To experience true home cooking, arrive at your local soda on a Sunday — chances are they will be serving olla carne. This beef soup takes hours of preparation to cook the rump roast for pulled beef, then copious amounts of root vegetables, corn and plantains. Served with yellow rice, this hearty dish will surely make you think of grandma.
Come for some comfort food
Just like the soda fountain of yesteryear and today’s diner, Costa Rican sodas offer their share of comfort food. On the menu are french fries and the illusive salchipapas: potato fries topped with sliced hot dogs smothered in ketchup, mayonnaise or Salsa Lizano … or all three if you are truly brave. Traditional sodas, such as in Brasilito, serve gallitos — a single corn tortilla with fried sausage, fried cheese or any number of options. Nowadays, sodas often offer Mexican fare as well: nachos, quesadillas and tacos. When ordering a taco, keep in mind it will be like nothing you might expect unless you have actually been to Mexico. The handheld hard taco is not a Mexican invention, but I am sure Texas and California would have a standoff if I declared one of them the rightful inventor! Instead, Mexico’s flauta is a fried corn tortilla in the shape of a flute and containing meat. It is then buried under cabbage and the abovementioned sauces. You have to eat your way through the salad to get to the deliciously fried morsel inside.

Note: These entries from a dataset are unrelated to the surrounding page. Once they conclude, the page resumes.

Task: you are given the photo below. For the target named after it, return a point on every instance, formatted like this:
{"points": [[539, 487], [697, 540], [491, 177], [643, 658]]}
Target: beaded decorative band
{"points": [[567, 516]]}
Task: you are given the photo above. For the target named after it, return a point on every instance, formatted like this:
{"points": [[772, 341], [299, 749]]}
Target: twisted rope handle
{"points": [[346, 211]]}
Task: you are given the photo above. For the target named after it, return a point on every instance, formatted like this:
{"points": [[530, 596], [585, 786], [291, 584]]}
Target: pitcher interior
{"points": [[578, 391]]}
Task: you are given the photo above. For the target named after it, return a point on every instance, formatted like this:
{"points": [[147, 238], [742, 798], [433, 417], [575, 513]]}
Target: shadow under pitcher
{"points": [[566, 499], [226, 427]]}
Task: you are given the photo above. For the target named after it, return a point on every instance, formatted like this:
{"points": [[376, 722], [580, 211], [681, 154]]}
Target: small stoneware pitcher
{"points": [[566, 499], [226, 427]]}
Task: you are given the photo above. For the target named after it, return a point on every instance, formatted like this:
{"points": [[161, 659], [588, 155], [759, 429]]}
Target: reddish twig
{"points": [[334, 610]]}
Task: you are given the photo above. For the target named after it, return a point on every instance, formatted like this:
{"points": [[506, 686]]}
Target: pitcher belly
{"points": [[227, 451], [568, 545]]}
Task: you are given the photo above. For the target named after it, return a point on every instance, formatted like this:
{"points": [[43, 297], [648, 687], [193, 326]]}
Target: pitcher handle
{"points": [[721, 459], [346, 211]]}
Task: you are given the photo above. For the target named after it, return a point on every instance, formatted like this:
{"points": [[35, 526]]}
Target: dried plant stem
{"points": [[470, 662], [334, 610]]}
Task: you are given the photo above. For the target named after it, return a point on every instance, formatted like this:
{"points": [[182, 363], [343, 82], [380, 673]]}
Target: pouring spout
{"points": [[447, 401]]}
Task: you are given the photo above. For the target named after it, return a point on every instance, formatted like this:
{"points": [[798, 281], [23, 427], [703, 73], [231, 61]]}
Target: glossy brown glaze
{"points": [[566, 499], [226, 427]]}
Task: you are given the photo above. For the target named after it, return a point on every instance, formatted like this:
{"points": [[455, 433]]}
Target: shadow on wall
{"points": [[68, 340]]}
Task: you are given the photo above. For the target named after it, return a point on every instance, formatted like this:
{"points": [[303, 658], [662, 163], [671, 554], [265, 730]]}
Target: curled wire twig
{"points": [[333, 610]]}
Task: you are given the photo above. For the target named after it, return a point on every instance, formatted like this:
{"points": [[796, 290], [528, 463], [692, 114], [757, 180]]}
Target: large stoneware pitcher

In sodas along the coast, you will find locally prepared ceviche made with the local catch of the day. Chifrijo can now be found in many sodas, the name derived from its two main ingredients: chicharron (fried pork) and frijoles (beans, in this case, large red beans).
Casado: Married man on a platter?
The iconic lunch staple on soda menus, casado translates directly as “married man.” In culinary terms, it’s a dish consisting of rice and beans cooked separately, a protein portion of chicken, beef, pork or fish, both a cooked and fresh veggie serving, plus a homemade (“house special”) fruit drink. Your protein option can be asado (grilled), a la plancha (pan cooked with a little oil), frito (fried), en salsa (in gravy or a light tomato sauce) or al ajillo (pan cooked with garlic).